Posted on July 28th, 2014 by Daniel Ryder
The governors of Nevada and Delaware recently signed a compact that will lead to the two states sharing online poker player pools.

An interstate compact with Nevada could help Delaware revive its online poker sites. (Image: Robert Craig/Gannett-cdn.com)

When the World Series of Poker was in full swing last month, it would have been easy to think that America’s online poker marketplace was booming. All eyes were on Nevada, where a flood of serious poker players were set to continue the momentum the state’s poker sites first started building in May. But of course, Nevada isn’t the whole story, and other states have had a different experience this summer.

The state of Delaware saw online poker revenues drop by 55 percent month-over-month in June, an unprecedented drop that left revenues at their lowest point since the sites first launched last November. The dip, which comes after the previous low of $57,470 in revenue brought in during May, took the monthly total down to a paltry $25,607.

Small Population, Smaller Player Pool

The raw numbers have always looked bad in Delaware. With the state’s small population, it was always going to be difficult to maintain an active poker room, even with all three of the racinos in the state feeding into the same player pool. But the large drop could signal that the state’s player pool has dropped below a key threshold, and that the poker sites could struggle to maintain a critical mass of players necessary to keep games going.

Of course, there are seasonal reasons for the drop as well. We’ve already mentioned the World Series of Poker, which likely drew some of the state’s high volume players away to Nevada for at least part of the month. And summer is always a slower period for Internet poker, both in the United States and worldwide. But the extent of the drop is still concerning, especially if the trend can’t be reversed in the coming months.

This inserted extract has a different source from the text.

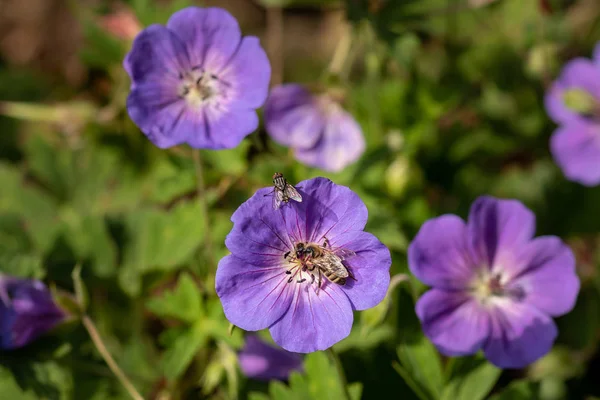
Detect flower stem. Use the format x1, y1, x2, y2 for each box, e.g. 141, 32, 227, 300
192, 149, 214, 265
327, 347, 352, 400
81, 315, 144, 400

Overall, Delaware Park continues to fare the best of the three state race tracks, claiming about 62 percent of all online poker revenues. Dover Downs has about 30 percent of Internet poker traffic, while Harrington claims the remaining eight percent. All three tracks share players, but receive revenues based on which track’s site players join the online poker room through.

It’s clear that Delaware needs an influx of poker players, and since the state’s population isn’t likely to provide them, they’ll need to come from an outside source. The state’s compact with Nevada could help provide some relief: though it is unclear when exactly the states will start sharing player pools, the merger is expected to happen sometime this year, with 888 Poker being the primary beneficiary.

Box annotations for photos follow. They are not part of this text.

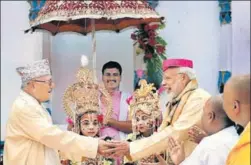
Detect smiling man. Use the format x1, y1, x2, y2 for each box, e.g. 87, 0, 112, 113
101, 61, 132, 140
4, 60, 111, 165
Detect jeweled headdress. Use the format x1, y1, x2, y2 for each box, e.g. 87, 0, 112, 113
16, 59, 51, 83
129, 79, 161, 132
63, 56, 112, 134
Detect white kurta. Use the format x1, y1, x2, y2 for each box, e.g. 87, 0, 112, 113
4, 92, 98, 165
180, 126, 239, 165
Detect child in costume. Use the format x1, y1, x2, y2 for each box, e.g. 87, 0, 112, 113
124, 79, 165, 165
61, 56, 113, 165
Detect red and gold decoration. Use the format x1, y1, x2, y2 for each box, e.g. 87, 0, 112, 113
25, 0, 163, 82
131, 21, 167, 87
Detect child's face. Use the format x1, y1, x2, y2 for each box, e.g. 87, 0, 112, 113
135, 110, 153, 133
80, 113, 99, 137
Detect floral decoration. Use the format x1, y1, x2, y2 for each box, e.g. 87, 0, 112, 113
98, 114, 104, 124
131, 22, 167, 88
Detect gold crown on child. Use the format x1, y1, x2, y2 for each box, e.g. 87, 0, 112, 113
130, 79, 160, 118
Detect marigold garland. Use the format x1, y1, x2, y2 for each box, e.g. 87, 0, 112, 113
131, 22, 167, 86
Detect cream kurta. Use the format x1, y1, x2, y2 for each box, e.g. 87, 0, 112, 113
129, 89, 210, 161
4, 92, 98, 165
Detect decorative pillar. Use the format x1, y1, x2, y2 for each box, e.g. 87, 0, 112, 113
218, 0, 232, 93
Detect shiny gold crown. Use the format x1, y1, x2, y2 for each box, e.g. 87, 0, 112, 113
63, 55, 112, 122
130, 79, 160, 118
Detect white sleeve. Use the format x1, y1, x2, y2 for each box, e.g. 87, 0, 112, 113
180, 145, 228, 165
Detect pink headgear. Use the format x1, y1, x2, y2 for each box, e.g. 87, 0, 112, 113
162, 59, 193, 71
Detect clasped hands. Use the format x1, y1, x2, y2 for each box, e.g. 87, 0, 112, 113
98, 139, 130, 158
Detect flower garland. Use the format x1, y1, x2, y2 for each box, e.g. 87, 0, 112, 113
131, 22, 167, 86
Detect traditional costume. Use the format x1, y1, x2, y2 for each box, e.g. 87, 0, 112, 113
61, 56, 113, 165
125, 79, 161, 165
128, 59, 210, 164
4, 60, 98, 165
100, 90, 131, 140
226, 122, 250, 165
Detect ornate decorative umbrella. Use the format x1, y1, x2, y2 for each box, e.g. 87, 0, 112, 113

Overall Internet Gaming Numbers Up for State

While online poker is struggling in Delaware, the overall Internet gambling numbers were actually up for the state in June. Despite a 16 percent drop in table game wagering, the overall revenues for the state’s online gambling sites were up to $187,944, up about 7 percent compared to May.

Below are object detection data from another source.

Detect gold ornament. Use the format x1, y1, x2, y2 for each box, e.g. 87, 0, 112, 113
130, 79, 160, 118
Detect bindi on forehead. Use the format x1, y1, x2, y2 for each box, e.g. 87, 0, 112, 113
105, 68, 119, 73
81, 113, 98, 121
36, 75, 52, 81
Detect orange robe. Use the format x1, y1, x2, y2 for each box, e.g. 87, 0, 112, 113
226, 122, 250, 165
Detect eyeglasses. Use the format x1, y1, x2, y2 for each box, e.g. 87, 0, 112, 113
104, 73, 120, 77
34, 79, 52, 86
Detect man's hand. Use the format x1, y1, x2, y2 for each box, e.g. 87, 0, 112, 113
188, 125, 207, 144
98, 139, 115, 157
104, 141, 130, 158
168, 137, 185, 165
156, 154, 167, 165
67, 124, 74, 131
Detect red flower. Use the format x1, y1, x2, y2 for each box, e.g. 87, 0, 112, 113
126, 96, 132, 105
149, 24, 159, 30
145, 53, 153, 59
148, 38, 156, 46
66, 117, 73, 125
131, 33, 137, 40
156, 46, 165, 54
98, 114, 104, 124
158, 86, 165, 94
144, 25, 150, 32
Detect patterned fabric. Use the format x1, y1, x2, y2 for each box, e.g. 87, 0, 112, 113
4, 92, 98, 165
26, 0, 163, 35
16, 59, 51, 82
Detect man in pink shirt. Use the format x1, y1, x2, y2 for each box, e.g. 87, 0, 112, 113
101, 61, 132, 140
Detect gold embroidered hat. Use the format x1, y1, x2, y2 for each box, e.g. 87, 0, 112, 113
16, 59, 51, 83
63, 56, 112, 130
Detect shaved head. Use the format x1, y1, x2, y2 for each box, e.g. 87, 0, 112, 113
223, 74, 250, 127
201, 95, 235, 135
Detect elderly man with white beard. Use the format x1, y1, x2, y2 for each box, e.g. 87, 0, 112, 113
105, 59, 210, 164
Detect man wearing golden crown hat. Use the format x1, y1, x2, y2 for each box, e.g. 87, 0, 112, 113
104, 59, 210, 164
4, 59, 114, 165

There are also positive signs for future growth as well. A total of 399 new accounts were created at Delaware’s gambling sites in June. That may not seem like a lot, but it’s up from 342 in May, and represents the first increase since November.

Of the three states that regulate online gambling, Delaware easily takes in the least money from the industry. New Jersey collected $9.5 million (including $2 million from poker) in June, while Nevada, which only regulates online poker, took in $862,000 in May.